Poster Wed, Jul 8, 2026 • 2:30 PM – 4:15 PM KST Coex: HALL A

When Model Merging Breaks Routing: Training-Free Calibration for MoE

Canbin Huang ⋅ Tianyuan Shi ⋅ Xiaojun Quan ⋅ Jingang Wang ⋅ Jianfei Zhang ⋅ Qifan Wang

Abstract

Model merging has emerged as a cost-effective approach for consolidating the capabilities of multiple LLMs without retraining. However, existing merging techniques, largely based on linear parameter arithmetic or optimization, struggle when applied to Mixture-of-Experts (MoE) architectures. We identify a critical failure mode in MoE merging, termed *routing breakdown*, in which the merged router fails to dispatch tokens to suitable experts. Routing breakdown stems from the sensitivity of the non-linear softmax and discrete Top-$k$ routing mechanisms to parameter perturbations from merging, a sensitivity further amplified by load-balancing constraints imposed during MoE pretraining.
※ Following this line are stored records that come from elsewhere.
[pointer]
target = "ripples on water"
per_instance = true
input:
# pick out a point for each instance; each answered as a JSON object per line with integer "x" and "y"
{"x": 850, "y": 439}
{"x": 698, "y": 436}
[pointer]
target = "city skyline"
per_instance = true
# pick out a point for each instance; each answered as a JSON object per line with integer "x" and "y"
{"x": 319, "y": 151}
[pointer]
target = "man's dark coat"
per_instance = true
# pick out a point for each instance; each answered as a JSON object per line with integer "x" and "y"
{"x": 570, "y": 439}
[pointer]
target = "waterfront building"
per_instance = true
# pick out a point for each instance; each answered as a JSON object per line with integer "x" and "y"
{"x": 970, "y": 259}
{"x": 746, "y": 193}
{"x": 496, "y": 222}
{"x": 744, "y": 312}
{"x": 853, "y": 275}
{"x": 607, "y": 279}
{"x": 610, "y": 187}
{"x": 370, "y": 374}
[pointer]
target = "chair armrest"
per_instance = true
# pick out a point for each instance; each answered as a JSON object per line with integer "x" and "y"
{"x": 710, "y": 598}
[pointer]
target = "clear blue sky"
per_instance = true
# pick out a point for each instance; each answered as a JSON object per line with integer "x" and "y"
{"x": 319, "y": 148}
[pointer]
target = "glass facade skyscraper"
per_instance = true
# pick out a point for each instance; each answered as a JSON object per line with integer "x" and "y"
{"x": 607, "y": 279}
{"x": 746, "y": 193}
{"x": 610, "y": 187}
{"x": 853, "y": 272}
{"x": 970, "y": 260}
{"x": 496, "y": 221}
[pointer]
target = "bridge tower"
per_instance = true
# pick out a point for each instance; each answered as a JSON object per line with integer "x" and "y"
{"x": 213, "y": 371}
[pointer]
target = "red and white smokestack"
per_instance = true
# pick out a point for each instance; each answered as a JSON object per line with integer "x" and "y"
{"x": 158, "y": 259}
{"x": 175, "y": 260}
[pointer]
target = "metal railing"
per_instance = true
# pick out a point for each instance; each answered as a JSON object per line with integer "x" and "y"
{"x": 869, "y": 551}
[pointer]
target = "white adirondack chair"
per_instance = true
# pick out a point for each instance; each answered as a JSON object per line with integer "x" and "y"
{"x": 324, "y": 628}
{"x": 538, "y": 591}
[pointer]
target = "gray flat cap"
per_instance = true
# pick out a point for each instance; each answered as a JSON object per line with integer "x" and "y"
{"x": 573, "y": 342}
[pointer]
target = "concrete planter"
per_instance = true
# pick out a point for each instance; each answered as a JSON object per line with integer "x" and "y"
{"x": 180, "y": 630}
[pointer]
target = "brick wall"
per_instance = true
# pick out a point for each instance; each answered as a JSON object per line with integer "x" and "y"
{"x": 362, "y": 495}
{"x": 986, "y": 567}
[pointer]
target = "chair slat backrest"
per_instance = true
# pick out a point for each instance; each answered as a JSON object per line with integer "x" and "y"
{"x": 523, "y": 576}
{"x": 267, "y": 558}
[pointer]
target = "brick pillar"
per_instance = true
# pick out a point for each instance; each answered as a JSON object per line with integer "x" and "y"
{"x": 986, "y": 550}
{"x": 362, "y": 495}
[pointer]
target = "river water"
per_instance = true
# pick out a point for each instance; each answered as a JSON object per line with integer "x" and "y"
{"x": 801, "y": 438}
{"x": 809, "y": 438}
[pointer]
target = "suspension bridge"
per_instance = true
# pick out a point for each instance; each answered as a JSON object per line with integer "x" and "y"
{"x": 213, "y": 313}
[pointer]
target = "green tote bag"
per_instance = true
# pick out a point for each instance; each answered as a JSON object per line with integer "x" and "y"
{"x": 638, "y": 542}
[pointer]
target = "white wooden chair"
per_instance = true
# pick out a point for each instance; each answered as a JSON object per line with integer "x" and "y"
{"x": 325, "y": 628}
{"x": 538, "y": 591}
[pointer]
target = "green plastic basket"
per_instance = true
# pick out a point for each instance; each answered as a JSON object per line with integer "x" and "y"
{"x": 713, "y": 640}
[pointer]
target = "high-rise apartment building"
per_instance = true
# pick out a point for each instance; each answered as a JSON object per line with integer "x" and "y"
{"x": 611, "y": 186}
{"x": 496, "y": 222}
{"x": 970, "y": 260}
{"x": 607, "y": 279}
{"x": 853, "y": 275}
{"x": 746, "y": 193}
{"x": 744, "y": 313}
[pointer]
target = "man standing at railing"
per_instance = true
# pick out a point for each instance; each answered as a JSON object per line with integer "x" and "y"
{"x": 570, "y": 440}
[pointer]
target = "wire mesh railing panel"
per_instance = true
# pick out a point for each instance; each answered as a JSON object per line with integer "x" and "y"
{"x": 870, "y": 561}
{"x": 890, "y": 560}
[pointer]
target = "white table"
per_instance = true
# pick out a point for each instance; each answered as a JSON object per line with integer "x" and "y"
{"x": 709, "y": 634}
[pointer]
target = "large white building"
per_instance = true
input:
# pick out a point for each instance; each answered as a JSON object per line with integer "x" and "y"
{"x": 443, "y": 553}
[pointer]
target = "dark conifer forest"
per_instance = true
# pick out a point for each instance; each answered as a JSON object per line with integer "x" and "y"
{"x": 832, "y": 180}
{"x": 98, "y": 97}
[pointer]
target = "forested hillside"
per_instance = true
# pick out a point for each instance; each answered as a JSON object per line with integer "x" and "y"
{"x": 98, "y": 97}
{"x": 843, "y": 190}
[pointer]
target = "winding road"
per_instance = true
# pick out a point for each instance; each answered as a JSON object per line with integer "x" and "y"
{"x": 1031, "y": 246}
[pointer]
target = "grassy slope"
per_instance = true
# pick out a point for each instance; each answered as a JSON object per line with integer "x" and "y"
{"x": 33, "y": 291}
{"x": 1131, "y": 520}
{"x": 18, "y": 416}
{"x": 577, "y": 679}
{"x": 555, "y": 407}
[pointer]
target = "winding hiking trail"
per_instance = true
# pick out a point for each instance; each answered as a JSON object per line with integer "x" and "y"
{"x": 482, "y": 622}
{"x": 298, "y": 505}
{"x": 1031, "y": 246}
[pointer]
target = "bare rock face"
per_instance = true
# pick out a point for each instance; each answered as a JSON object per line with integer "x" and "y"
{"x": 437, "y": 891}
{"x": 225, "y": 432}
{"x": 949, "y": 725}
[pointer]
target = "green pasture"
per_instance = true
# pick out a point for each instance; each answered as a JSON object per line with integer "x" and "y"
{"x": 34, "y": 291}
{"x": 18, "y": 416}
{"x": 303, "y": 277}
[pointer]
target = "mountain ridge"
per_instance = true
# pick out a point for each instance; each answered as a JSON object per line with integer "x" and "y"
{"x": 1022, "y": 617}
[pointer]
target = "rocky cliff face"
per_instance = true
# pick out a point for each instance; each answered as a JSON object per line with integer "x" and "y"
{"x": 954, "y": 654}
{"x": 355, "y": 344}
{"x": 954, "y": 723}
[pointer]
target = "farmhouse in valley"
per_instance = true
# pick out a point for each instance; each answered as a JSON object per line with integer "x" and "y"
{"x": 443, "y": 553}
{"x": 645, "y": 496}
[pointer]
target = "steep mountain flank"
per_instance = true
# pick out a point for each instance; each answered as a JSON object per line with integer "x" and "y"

Because fine-tuned experts exhibit distinct specializations, even modest misrouting can cause severe performance degradation. To address this issue, we propose Hessian-Aware Router Calibration (HARC), a training-free framework that leverages second-order curvature information to realign the merged router. This approach admits a closed-form solution that can be efficiently solved using a matrix-free conjugate gradient method. Experiments on mathematical reasoning and code generation tasks show that HARC effectively mitigates routing breakdown across diverse MoE merging baselines and leads to substantial performance improvements.